3-ヨード-6-(4-ピリジニル)イミダゾ[1,2-a]ピリジン (0.156 mmol, 50.0 mg), 4-(メチルスルホニル)フェニルボロン酸 (1.0 eq., 0.156 mmol, 32.1 mg), Na2CO3 (4.0 eq., 0.623 mmol, 66.0 mg)、および、4:1 DMF/水 (2 mL)の混合物を、マイクロ波バイアルに加えた。Ar(g)でバイアルをパージし、その後、トリス(ジベンジリデンアセトン)ジパラジウム (0) (Pd2(dba)3, 0.01 eq., 1.6 μmol, 1.5mg)およびトリシクロヘキシルホスフィン (0.03 eq., 4.7 μmol, 1.4 mg)を加えた。反応をAr (g) 下にて130℃で30分間マイクロ波照射し、その後、セライトを通して濾過し、CH2Cl2およびMeOHで洗い流した。真空で濾液を蒸発させ、トルエンを用いて共沸によってDMFを除去した。水/アセトニトリル勾配で溶出する逆相分取LCMSによって原料を精製し、72を得た(0.0.54 mmol, 19.0 mg)。収率: 35%, 黄色い油。1H NMR (400 MHz, DMSO-d6) δ 9.13 (s, 1H), 8.81 (d, J = 4.2Hz, 2H), 8.26 (s, 1H), 8.14 - 8.06 (m, 7H), 8.02 (d, J = 9.5 Hz, 1H), 3.31 (s, 3H). 13C NMR (100 MHz,DMSO-d6) δ 147.45, 146.56, 143.88, 140.42, 132.38, 131.30, 128.71, 128.02,127.41, 125.42, 124.71, 124.11, 122.64, 116.48, 43.48; [M+H]+ = 350.0。

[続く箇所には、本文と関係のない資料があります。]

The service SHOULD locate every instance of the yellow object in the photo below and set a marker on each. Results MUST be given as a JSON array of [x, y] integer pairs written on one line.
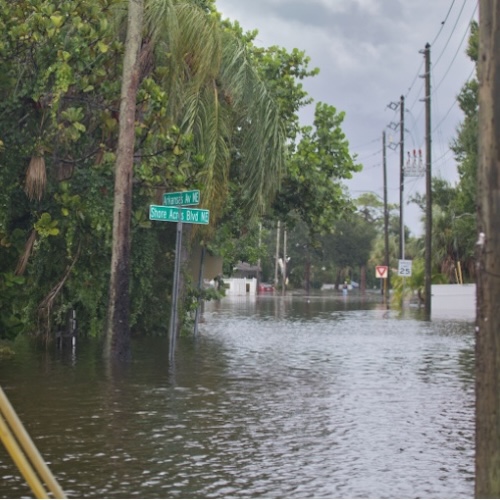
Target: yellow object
[[23, 447]]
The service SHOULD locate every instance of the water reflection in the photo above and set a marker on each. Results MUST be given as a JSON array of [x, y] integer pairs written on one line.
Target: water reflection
[[277, 397]]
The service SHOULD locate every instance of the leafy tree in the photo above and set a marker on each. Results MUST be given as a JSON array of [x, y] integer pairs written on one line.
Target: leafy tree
[[312, 188]]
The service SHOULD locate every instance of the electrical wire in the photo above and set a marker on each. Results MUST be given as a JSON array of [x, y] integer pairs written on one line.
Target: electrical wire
[[436, 62], [456, 53]]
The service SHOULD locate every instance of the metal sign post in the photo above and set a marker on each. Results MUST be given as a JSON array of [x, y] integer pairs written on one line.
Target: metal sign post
[[175, 211]]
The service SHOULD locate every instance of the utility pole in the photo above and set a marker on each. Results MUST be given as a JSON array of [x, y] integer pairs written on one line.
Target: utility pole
[[386, 219], [428, 183], [283, 291], [401, 177], [487, 354], [276, 264]]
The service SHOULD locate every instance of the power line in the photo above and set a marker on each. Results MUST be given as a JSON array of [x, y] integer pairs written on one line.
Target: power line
[[451, 34], [457, 51], [443, 23], [452, 105]]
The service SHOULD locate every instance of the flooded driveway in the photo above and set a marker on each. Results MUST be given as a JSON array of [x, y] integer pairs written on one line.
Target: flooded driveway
[[277, 397]]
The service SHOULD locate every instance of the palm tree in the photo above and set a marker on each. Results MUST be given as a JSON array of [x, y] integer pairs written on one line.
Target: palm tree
[[213, 89], [118, 335]]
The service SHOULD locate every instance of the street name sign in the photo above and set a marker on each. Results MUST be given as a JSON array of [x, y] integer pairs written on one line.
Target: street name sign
[[172, 214], [404, 268], [381, 271], [182, 198]]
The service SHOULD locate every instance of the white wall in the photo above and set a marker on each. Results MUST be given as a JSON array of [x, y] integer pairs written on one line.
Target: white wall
[[451, 301], [240, 286]]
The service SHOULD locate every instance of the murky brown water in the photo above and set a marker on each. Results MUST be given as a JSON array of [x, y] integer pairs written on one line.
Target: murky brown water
[[276, 398]]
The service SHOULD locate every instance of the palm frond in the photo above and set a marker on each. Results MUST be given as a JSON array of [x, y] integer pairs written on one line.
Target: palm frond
[[36, 178]]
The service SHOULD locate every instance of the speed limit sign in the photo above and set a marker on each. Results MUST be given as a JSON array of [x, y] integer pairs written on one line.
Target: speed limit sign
[[404, 268]]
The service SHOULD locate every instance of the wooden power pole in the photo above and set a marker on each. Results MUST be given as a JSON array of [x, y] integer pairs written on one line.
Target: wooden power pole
[[487, 484], [428, 184], [401, 177], [386, 220]]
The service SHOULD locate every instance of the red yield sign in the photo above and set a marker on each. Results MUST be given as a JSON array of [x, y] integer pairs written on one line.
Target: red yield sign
[[381, 271]]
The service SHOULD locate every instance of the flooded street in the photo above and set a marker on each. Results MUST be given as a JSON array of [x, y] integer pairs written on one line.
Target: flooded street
[[277, 397]]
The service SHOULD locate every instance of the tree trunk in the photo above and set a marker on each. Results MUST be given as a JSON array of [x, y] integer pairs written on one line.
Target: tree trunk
[[488, 248], [118, 328]]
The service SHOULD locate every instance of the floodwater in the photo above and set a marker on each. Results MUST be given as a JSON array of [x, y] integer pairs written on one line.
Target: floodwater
[[277, 398]]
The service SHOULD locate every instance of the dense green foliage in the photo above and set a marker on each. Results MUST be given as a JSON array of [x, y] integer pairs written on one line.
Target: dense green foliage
[[198, 122]]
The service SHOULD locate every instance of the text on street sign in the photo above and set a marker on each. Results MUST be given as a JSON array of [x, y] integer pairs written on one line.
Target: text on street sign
[[172, 214], [181, 198]]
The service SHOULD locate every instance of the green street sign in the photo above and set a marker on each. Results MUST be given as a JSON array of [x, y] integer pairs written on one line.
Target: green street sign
[[181, 198], [171, 214]]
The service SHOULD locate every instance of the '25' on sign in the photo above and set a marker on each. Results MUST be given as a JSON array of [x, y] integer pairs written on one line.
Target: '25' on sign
[[404, 268]]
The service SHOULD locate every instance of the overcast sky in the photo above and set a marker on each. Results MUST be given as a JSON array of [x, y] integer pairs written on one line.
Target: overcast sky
[[368, 55]]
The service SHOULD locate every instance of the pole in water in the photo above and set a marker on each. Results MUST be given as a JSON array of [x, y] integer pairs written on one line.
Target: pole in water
[[175, 290]]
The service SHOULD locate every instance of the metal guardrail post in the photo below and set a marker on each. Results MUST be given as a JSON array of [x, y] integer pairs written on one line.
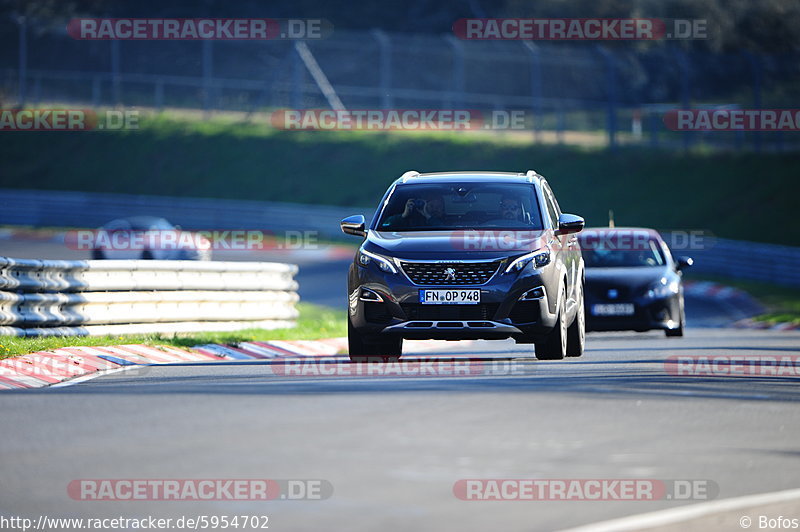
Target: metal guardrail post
[[536, 87], [208, 72], [116, 79], [611, 95], [23, 60], [458, 82], [385, 68]]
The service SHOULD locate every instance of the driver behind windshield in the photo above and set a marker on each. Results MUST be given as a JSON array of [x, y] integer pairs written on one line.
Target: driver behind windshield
[[510, 208], [427, 211]]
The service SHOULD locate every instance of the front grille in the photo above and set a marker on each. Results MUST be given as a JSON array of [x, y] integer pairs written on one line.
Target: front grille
[[418, 311], [600, 291], [462, 273]]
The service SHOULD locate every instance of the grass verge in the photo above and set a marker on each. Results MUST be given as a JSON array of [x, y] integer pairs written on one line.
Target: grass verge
[[176, 155], [781, 303], [315, 322]]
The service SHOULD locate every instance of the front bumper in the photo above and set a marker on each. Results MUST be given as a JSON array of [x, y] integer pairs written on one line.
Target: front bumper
[[649, 314], [499, 314]]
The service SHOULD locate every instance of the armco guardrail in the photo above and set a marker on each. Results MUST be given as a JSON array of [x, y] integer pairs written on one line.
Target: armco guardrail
[[48, 208], [748, 260], [49, 297]]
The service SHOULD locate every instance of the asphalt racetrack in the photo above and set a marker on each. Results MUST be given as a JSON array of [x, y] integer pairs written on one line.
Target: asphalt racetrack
[[393, 447]]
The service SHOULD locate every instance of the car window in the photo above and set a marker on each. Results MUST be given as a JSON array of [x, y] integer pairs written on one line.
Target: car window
[[446, 206], [601, 255], [552, 210]]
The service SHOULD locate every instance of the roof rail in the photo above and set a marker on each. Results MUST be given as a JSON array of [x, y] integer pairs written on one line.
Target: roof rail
[[409, 174]]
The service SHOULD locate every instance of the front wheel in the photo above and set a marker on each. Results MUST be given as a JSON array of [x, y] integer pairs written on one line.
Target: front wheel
[[681, 321], [576, 334], [554, 347]]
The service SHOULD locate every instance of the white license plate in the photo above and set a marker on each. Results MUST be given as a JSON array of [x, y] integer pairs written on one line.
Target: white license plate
[[613, 309], [449, 297]]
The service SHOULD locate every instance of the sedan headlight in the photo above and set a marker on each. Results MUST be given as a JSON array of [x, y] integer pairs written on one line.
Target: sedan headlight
[[662, 289], [365, 257], [538, 258]]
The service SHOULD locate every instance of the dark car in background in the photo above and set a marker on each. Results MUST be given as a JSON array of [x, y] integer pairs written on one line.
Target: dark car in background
[[466, 255], [148, 238], [632, 281]]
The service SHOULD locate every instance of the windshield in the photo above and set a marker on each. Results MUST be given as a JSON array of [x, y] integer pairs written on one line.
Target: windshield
[[600, 256], [432, 207]]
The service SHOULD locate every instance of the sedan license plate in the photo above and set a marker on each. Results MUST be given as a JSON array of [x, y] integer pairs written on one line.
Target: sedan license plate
[[613, 309], [449, 297]]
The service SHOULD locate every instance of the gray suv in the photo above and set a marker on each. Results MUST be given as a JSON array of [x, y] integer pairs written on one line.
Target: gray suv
[[466, 255]]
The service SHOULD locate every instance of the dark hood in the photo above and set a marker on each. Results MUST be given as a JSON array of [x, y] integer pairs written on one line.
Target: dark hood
[[635, 278], [451, 244]]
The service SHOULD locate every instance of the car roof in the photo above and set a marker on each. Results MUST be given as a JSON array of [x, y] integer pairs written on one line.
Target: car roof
[[449, 177], [141, 221], [651, 232]]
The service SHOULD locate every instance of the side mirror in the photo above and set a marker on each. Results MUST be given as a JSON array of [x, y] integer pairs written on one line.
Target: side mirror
[[354, 225], [683, 262], [569, 223]]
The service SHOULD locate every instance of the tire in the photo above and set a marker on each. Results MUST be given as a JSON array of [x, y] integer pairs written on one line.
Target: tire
[[554, 347], [365, 349], [576, 333], [674, 333]]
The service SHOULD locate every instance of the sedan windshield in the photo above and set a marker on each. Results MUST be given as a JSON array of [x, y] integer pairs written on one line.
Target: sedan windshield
[[605, 257], [439, 206]]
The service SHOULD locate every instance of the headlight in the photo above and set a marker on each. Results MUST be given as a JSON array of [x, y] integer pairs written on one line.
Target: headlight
[[365, 257], [538, 258], [662, 289]]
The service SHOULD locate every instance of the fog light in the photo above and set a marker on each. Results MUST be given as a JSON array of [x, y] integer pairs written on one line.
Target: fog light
[[533, 294], [370, 295]]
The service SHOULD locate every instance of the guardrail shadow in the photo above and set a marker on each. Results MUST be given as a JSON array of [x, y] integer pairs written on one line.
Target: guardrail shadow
[[644, 376]]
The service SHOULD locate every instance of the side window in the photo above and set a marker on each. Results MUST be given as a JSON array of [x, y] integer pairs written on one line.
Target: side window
[[552, 210]]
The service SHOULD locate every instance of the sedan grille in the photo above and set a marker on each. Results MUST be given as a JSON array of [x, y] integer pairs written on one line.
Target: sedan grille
[[450, 273]]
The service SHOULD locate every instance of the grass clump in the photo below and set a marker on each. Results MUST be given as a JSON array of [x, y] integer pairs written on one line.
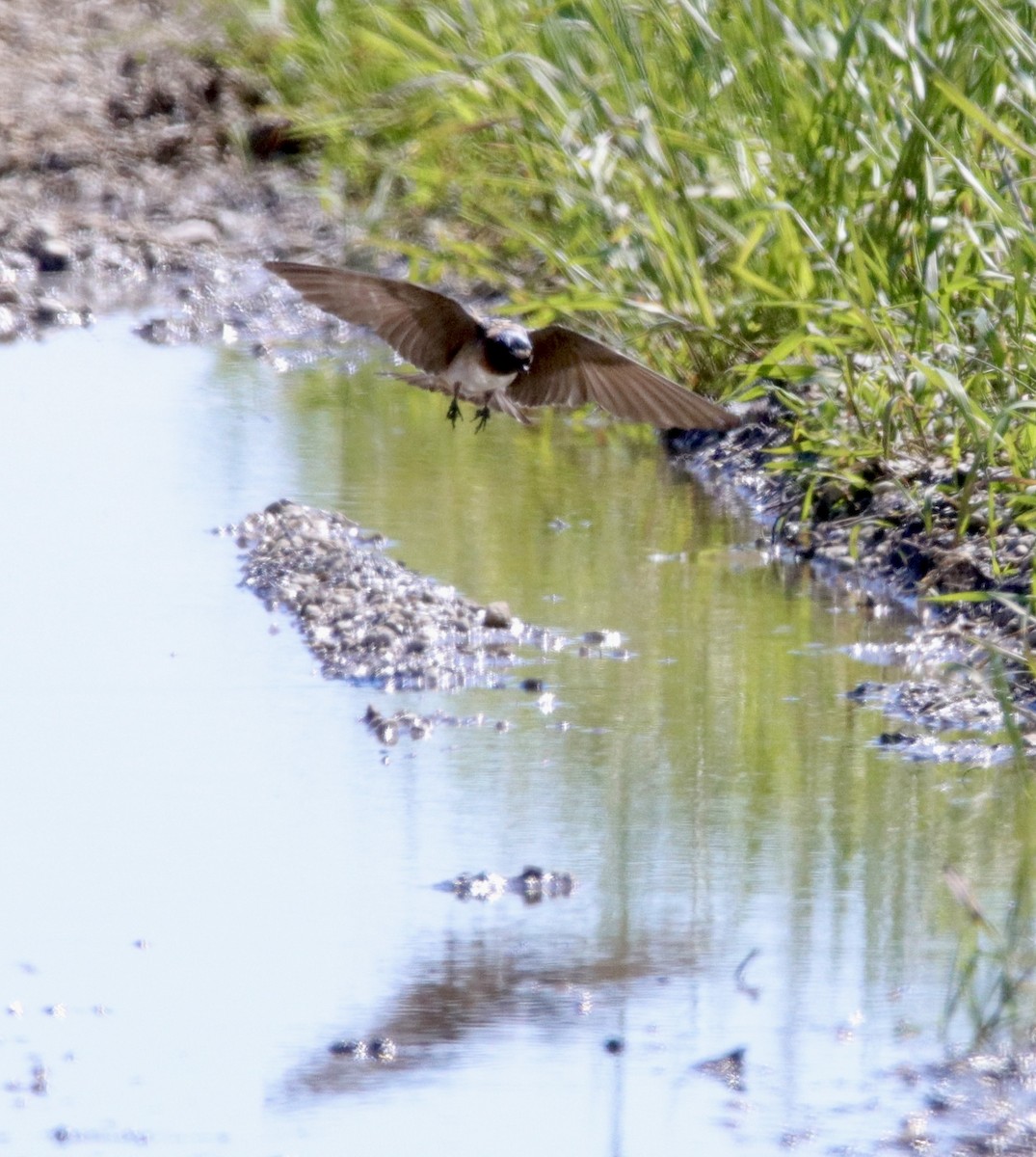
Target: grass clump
[[740, 188]]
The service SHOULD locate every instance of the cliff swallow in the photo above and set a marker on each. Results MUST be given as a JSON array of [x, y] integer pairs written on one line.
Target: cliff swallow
[[497, 363]]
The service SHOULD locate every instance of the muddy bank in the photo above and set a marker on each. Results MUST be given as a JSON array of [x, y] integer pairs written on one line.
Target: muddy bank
[[903, 543], [372, 620], [135, 167]]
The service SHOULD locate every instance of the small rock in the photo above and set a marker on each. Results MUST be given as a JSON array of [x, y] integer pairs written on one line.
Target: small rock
[[192, 231], [8, 324], [497, 617]]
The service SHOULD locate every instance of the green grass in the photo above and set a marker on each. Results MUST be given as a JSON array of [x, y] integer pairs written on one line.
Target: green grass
[[735, 189]]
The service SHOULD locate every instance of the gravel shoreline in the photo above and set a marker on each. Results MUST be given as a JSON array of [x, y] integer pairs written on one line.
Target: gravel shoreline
[[138, 168]]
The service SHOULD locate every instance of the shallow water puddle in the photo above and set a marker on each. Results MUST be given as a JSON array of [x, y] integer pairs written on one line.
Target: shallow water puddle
[[219, 885]]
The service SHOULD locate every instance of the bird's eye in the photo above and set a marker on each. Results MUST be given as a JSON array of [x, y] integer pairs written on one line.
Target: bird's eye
[[509, 352]]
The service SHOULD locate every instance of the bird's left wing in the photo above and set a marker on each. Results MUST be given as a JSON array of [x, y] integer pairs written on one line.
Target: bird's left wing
[[569, 369]]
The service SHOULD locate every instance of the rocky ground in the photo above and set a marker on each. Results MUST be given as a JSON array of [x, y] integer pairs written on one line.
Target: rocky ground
[[135, 167]]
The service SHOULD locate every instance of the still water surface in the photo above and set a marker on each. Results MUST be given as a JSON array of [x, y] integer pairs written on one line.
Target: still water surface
[[212, 872]]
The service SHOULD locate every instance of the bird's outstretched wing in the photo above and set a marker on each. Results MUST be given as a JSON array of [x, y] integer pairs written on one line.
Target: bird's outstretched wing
[[569, 369], [424, 327]]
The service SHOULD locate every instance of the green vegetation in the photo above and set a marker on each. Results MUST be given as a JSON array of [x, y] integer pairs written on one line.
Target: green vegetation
[[741, 188]]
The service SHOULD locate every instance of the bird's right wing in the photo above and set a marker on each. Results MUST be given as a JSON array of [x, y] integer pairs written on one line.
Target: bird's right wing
[[424, 327]]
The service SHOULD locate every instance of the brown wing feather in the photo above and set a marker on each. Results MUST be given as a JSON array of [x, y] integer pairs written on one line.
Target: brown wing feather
[[569, 369], [424, 327]]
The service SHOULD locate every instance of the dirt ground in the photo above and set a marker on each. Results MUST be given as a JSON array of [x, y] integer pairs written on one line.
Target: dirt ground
[[138, 169], [134, 167]]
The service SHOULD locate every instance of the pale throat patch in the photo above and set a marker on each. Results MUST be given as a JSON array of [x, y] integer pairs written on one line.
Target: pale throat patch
[[475, 381]]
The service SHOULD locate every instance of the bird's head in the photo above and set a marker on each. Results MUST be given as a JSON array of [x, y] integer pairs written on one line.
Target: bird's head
[[508, 347]]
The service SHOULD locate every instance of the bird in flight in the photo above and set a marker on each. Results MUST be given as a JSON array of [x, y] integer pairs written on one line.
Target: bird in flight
[[497, 363]]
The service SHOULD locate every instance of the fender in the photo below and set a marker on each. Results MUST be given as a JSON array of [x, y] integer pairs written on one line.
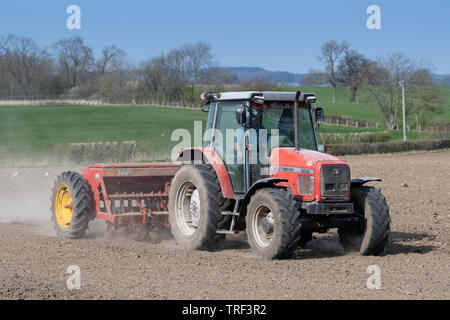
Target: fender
[[260, 184], [207, 155], [357, 182]]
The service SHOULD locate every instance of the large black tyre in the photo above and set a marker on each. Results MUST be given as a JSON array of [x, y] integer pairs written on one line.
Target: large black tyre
[[272, 224], [194, 207], [305, 237], [71, 205], [371, 236]]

3-(4-シアノフェニル)-6-(4-ピリジニル)イミダゾ[1,2-a]ピリジン, 73。
3-ヨード-6-(4-ピリジニル)イミダゾ[1,2-a]ピリジン (0.156 mmol, 50.0 mg), 4-シアノフェニルボロン酸 (1.0 eq., 0.156 mmol, 23.4 mg), Na2CO3 (4.0 eq., 0.623 mmol, 66.0 mg)、および、4:1 DMF/水 (2 mL) の混合物を、マイクロ波バイアルに加えた。Ar(g)でバイアルをパージし、その後、トリス(ジベンジリデンアセトン)ジパラジウム (0) (Pd2(dba)3, 0.01 eq., 1.6 μmol, 1.5mg)およびトリシクロヘキシルホスフィン (0.03 eq., 4.7μmol, 1.4 mg)を加えた。反応をAr (g) 下にて130℃で30分間マイクロ波照射し、その後、セライトを通して濾過し、CH2Cl2およびMeOHで洗い流した。真空で濾液を蒸発させ、トルエンを用いて共沸によってDMFを除去した。水/アセトニトリル勾配で溶出する逆相分取LCMSによって原料を精製し、73を得た(0.045 mmol, 13.4 mg)。収率: 29%, 黄色の個体。1H NMR (400 MHz, DMSO-d6) δ 8.94 (dd, J = 1.7, 0.8 Hz, 1H), 8.67 (dd, J = 4.6, 1.6 Hz, 2H), 8.05 -7.98 (m, 5H), 7.86 (dd, J = 9.4, 0.8 Hz, 1H), 7.82 (dd, J = 4.6, 1.6 Hz, 2H), 7.79 (dd, J = 9.4, 1.7 Hz, 1H). 13CNMR (100 MHz, DMSO-d6) δ 150.24,146.01, 143.93, 135.37, 133.38, 133.21, 127.86, 124.81, 124.70, 123.62, 122.92,121.49, 118.83, 117.99, 109.91; [M+H]+ = 297.0。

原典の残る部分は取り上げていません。